Comparisons are intervention vs. double placebo (modified intention to treat, as described above)”

Primary Outcomes

“Pleural opacity change from day 1 to day 7/surgery/death”

tPA-DNase
-29.5% vs. -17.2% (-7.9%, 95% CI -13.4 to -2.4%; P=0.005);
tPA
-17.2% vs. -17.2% (2.0%, 95% CI -4.6 to 8.6%; P=0.55);
DNase
-14.7% vs. -17.2% (4.5%, 95% CI -1.5 to 10.5%; P=0.14);


Secondary Outcomes

Surgical referral

tPA-DNAse vs. double placebo;
4.1% vs. 16% (OR 0.17, 95% CI 0.03 to 0.87; P=0.03):
tPA vs. double placebo:
6.3% vs. 16% (OR 0.29, 95% CI 0.07 to 1.25; P=0.10):
DNase vs. double placebo:
39% vs. 16% (OR 3.56, 95% CI 1.30 to 9.75; P=0.01):

Hospital Stay

tPA-DNAse vs. double placebo (days);
11.8±9.4 vs. 24.8±56.1 (Percent different -14.8%, 95% CI, -53.7 to -4.6%; P<0.001):
tPA vs. double placebo:
16.5±22.8 vs. 24.8±56.1 (Percent different -8.6%, 95% CI -40.8 to 3.3%; P=0.21):
DNase vs. double placebo:
28.2±61.4 vs. 24.8±56.1 (Percent different -3.6%, 95% CI −19.0 to 30.8%; P=0.73):

Subgroup Analysis

  • No differences were noted in preplanned analysis: purulent vs. nonpurulent fluid, large bore vs. small bore chest tube, loculation vs. no loculation

Adverse Events

  • 3% mortality before 7 days
  • 2 intrapleural hemorrhages
  • 2 GI bleed
  • 30 non-serious adverse events (pain, altered mental status, erythema, rash)

Criticisms

  • 30% of patients did not show radiographic evidence of consolidation
  • Statistical methodology has been challenged [4], [5]


Funding

  • Unrestricted educational grant to the University of Oxford from Roche UK
  • On author received lecture fees from ResMed UK, and another received lecture fees from Boehringer Ingelheim UK.
  • No other conflicts of interest

Further Reading

  1. Maskell NA et al.

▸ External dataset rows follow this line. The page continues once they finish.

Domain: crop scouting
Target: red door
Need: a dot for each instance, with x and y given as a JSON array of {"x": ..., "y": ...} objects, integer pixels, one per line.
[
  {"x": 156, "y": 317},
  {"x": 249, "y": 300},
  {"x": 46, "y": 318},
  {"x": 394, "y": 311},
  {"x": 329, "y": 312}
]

U.K. Controlled trial of intrapleural streptokinase for pleural infection. N. Engl. J. Med. 2005. 352:865-74.
  2. Tokuda Y et al. Intrapleural fibrinolytic agents for empyema and complicated parapneumonic effusions: a meta-analysis. Chest 2006. 129:783-90.
  3. Shen KR et al. The American Association for Thoracic Surgery consensus guidelines for the management of empyema. J. Thorac. Cardiovasc. Surg. 2017. 153:e129-e146.
  4. Kahan BC & Morris TP Reporting and analysis of trials using stratified randomisation in leading medical journals: review and reanalysis. BMJ 2012. 345:e5840.
  5. Kahan BC & Morris TP Improper analysis of trials randomised using stratified blocks or minimisation. Stat Med 2012. 31:328-40.